# Custom metrics with `Keras`
In this notebook, we implement a `CustomPrecision`  metric by subclassing the base `Metric` class in `keras`.

`keras` has a `keras.metrics.Precision` class, which we will use to check our results.


In [1]:
import keras
from keras.metrics import Metric
import tensorflow as tf
import numpy as np

2025-05-12 09:50:17.177802: I tensorflow/core/util/port.cc:153] oneDNN custom operations are on. You may see slightly different numerical results due to floating-point round-off errors from different computation orders.

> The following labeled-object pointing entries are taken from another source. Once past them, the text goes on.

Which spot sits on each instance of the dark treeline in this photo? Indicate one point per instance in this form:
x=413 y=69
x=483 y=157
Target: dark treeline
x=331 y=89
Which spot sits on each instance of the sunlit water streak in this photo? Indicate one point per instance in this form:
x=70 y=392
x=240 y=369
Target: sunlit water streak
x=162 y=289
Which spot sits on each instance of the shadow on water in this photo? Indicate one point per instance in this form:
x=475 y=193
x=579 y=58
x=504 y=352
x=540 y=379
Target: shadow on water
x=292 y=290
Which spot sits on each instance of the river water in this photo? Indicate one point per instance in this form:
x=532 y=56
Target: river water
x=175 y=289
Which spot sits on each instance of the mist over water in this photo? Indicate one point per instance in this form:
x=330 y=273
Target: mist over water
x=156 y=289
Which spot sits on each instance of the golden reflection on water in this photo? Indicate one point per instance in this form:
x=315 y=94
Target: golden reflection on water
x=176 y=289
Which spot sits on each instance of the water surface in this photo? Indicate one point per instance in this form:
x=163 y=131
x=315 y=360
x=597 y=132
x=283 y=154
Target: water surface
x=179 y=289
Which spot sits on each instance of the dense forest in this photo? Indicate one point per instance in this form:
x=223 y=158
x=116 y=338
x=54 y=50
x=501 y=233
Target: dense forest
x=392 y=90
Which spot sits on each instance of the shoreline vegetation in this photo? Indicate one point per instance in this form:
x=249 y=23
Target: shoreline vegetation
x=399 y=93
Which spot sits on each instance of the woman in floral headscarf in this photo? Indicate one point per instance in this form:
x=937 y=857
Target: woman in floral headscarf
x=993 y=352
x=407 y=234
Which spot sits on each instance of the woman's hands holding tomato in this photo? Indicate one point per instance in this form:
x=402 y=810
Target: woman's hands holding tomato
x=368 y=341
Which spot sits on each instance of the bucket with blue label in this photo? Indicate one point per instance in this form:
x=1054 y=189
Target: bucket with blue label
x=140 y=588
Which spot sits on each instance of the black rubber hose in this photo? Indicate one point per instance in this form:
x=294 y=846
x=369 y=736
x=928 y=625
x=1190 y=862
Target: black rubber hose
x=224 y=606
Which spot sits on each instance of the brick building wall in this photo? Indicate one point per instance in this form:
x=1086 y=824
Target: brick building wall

To turn them off, set the environment variable `TF_ENABLE_ONEDNN_OPTS=0`.
2025-05-12 09:50:17.185614: E external/local_xla/xla/stream_executor/cuda/cuda_fft.cc:467] Unable to register cuFFT factory: Attempting to register factory for plugin cuFFT when one has already been registered
E0000 00:00:1747057817.194325  168378 cuda_dnn.cc:8579] Unable to register cuDNN factory: Attempting to register factory for plugin cuDNN when one has already been registered
E0000 00:00:1747057817.196884  168378 cuda_blas.cc:1407] Unable to register cuBLAS factory: Attempting to register factory for plugin cuBLAS when one has already been registered
W0000 00:00:1747057817.203752  168378 computation_placer.cc:177] computation placer already registered. Please check linkage and avoid linking 

## Define custom metric classes

In [2]:
# Test some code
m = Metric()

l = m.add_weight(initializer="zeros")
l.assign_add(1)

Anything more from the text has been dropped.